体内時計の調節で大事なのは光です。朝に光を浴びると体内時計が進み朝型になり、夜に光に当たると時計が遅れて夜型になります(図2)。体内時計を朝型に保つためには、起きたらまず最初に強めの光に当たります。夜は灯りを少し暗くします。天井の電気は消して、少し離れてテレビを見たり、卓上ライトで勉強するのがお勧めです。暗くしても目を近づけなければ、視力に悪影響はありません。
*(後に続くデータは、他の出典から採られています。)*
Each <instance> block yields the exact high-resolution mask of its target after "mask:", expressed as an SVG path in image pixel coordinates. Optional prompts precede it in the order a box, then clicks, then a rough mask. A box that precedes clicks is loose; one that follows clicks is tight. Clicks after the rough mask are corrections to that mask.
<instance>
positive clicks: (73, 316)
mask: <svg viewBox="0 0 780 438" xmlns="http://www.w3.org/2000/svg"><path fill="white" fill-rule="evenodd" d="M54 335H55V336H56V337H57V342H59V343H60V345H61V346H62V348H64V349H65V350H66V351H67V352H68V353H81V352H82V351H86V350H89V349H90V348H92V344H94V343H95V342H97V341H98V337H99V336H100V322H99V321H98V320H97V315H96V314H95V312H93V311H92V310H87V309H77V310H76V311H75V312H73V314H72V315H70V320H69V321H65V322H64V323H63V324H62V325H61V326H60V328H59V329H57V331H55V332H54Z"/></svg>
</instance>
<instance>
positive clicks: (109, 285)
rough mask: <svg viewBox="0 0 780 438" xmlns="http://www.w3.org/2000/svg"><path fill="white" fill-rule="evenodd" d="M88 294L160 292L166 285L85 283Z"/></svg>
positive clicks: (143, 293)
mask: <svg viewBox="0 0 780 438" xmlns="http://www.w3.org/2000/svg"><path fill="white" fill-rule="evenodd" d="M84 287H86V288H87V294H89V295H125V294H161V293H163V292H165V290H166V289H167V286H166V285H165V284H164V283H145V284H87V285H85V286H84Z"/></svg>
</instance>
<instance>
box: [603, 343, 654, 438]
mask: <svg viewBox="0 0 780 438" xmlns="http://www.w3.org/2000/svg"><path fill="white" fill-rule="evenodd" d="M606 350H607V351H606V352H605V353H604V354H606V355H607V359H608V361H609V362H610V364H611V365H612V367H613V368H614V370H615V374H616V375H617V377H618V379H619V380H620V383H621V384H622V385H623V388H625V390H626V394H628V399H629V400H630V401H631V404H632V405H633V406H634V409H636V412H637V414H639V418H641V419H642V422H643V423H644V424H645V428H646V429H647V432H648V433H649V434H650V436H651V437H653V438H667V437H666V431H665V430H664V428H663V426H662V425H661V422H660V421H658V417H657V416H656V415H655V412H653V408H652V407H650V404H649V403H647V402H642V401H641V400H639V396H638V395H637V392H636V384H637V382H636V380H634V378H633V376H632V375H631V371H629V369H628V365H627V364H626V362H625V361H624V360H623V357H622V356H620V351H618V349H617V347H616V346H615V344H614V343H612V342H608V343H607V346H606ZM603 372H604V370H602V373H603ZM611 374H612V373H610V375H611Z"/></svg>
また光で調節されるのは脳の中の体内時計の中心ですが、最近の研究で脳以外の全身にもそれぞれ時計があることがわかりました。その調節のためには、光だけではなく、食事・運動なども規則正しく行うことが大切です。
日中の元気・生きがい
人間は身体ではなく、脳が疲れると眠気が増し、脳を休めるために眠ります。日中の活動で眠気が強まるのは、身体を動かす指令を出す脳も疲れるからです。たとえばスポーツの試合では、体を動かす部分はもちろんのこと、周囲の状況を見たり感じたりする部分、考えて行動を決断する部分など、ほとんどの部分をフル動員しますから、脳もしっかり疲れて、ぐっすり眠れます。単に起きているだけで、元気なくぼーっとして、わくわくすることも、楽しいこともしなければ、脳が疲れないので、良く眠れません。日中の活動度が高まると夜の睡眠が深くなりますが、日中の活動度が低いと夜の睡眠も全体的に浅くなり、結局1日のメリハリがなくなるのです(図3)。
高齢者には、「眠れない」、「朝早く起きすぎてしまう」ということで、日中に元気がない方がたくさんいます。「夜眠れなくて体力が回復していないので、昼は家でゆっくりしている」、「眠れていないから、元気が出ない」、「朝早く目が覚めてしまうので、その分、夜早くベッドに入る」というのは、間違っていることが多いのです。逆に、「昼に家でゆっくりしていたから、眠気が貯まらず、夜に眠れない」、「元気が出ないから、眠れない」、「夜早くベッドに入りすぎるから、朝早く目が覚めてしまう」というように、夜ではなく、昼を中心に考え方を変えてみると、夜の睡眠の質がよくなります。眠れない原因は夜ではなく、昼間にあることが多く、生きがいをもって日中を溌刺と活動している方は、眠れないことに悩む暇もなくなるようです。睡眠は目的ではなく結果ですから、眠れないから元気が出ないと考えないで、日中に元気を出す方法をまず考えることを、是非、お試し下さい。